I had these errors on the other pool too, but cleared them with zpool clear command.

I doubt it’s a drive related issue, I suspect the RAM. I plan to take the NAS offline for a day and run memtest on it.

Meanwhile, I’m running a scrub on the affected pool.

Your signature is out of date or can’t be updated currently. Forum software problems.
A bit odd to get errors and two or more drives as shown. Check drive models are CMR and not SMR types. Maybe check and reseat cabling on drives. Have you run SMART Long tests on your HD lately? Are the two drives with 131 cksum error on same power cable or anything shared?

Indeed, the drives share the power cable. I also found some info on the internet, that these issues might be caused by bad PSU.

I have performed LONG S.M.A.R.T tests on all of my drives, and they all have 0 issues. The other pool is attached via the ASUS Hyper M.2 x16 Gen 4, so it’s not using the power cables to get power, it’s getting the power via the motherboard. So that again speaks against the PSU problem (or does it?). That is why I suspect RAM, because as I know (or think to know) ZFS dumps the data from memory to the drives and that’s where checksum errors might come from.

Any chance this cache drive could cause the problems?

I switched the cache drive a few months ago for a bigger drive - new.

You can try to pull up the SMART data with sudo smartctl -x $disk. Replace $disk with the disk name.

L2ARC isn’t critical to the pool so you can remove that from main-pool for now, if you wish. If you had errors on two pools, I don’t think the problem would have been the L2ARC, as it was only attached on the main-pool

How are all the drives attached? Your ‘My NAS’ isn’t up to date from the screenshots you posted and I can’t tell by the ASROCK website what your motherboard acually supports for SATA connections with the footnotes on M2. Looking to see if you are using a HBA or a SATA card. HBA, probably okay but would want to check firmware and cooling air flow. SATA expansion card is probably not recomended. What is the boot device and how is it attached?

The information in my signature about my hardware is up to date, except the version of TrueNAS is not.

The disks on that pool that have currently checksum errors are connected via SATA cables.

The other pool, that had checksum issues the previous week, is connected over the PCI slot (HBA) with bifurcation 4x4.

The boot device is on a SSD drive on SATA.

I removed the cache drive (Lexar EQ790 2TB SSD M.2) from the pool via the TrueNAS UI. It’s in a bad shape (S.M.A.R.T proves it) and needs replacement (only lasted 7 months…).

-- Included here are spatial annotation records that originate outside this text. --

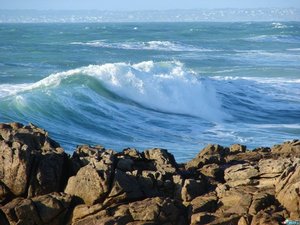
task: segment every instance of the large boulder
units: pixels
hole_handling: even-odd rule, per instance
[[[235,187],[239,185],[256,183],[259,171],[256,165],[250,163],[237,164],[230,166],[224,172],[224,178],[229,186]]]
[[[290,213],[291,219],[300,218],[300,160],[286,168],[276,184],[276,198]]]
[[[61,191],[67,155],[48,133],[33,124],[0,124],[0,199]]]
[[[61,225],[67,222],[71,200],[70,195],[54,192],[30,199],[16,198],[0,209],[9,224]]]
[[[300,140],[287,141],[280,145],[274,145],[271,152],[273,154],[300,157]]]
[[[165,149],[149,149],[144,151],[144,157],[154,163],[155,170],[163,175],[173,175],[177,172],[178,165],[174,156]]]
[[[224,157],[229,154],[229,149],[221,145],[207,145],[202,149],[196,158],[186,163],[186,169],[198,169],[205,164],[224,162]]]
[[[85,212],[79,213],[79,211]],[[174,224],[187,223],[184,207],[169,198],[146,198],[103,209],[102,205],[77,206],[72,225]]]
[[[115,152],[101,146],[79,146],[72,161],[79,168],[68,180],[65,192],[93,205],[104,200],[114,175]]]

=== START OF SMART DATA SECTION ===
SMART overall-health self-assessment test result: PASSED

SMART/Health Information (NVMe Log 0x02)
Critical Warning: 0x00
Temperature: 39 Celsius
Available Spare: 100%
Available Spare Threshold: 10%
Percentage Used: 1%
Data Units Read: 19,440,950 [9.95 TB]
Data Units Written: 18,798,366 [9.62 TB]
Host Read Commands: 87,090,237
Host Write Commands: 79,113,328
Controller Busy Time: 311
Power Cycles: 8
Power On Hours: 5,253
Unsafe Shutdowns: 6
Media and Data Integrity Errors: 0
Error Information Log Entries: 0
Warning Comp. Temperature Time: 0
Critical Comp. Temperature Time: 0
Temperature Sensor 1: 39 Celsius
Temperature Sensor 2: 43 Celsius

Error Information (NVMe Log 0x01, 16 of 64 entries)
No Errors Logged

Num Test_Description Status Power_on_Hours Failing_LBA NSID Seg SCT Code
0 Extended Completed: failed segments 5253 - - 6 - -
1 Extended Completed: failed segments 5188 - - 6 - -
2 Short Completed without error 75 - - - - -

That is an RMA

Could be that all this was caused by the faulty cache drive. I suspect some data was being written from one pool to the other, and while being read from the cache drive, the data got corrupted.

It “could” be however you will never really know for certain.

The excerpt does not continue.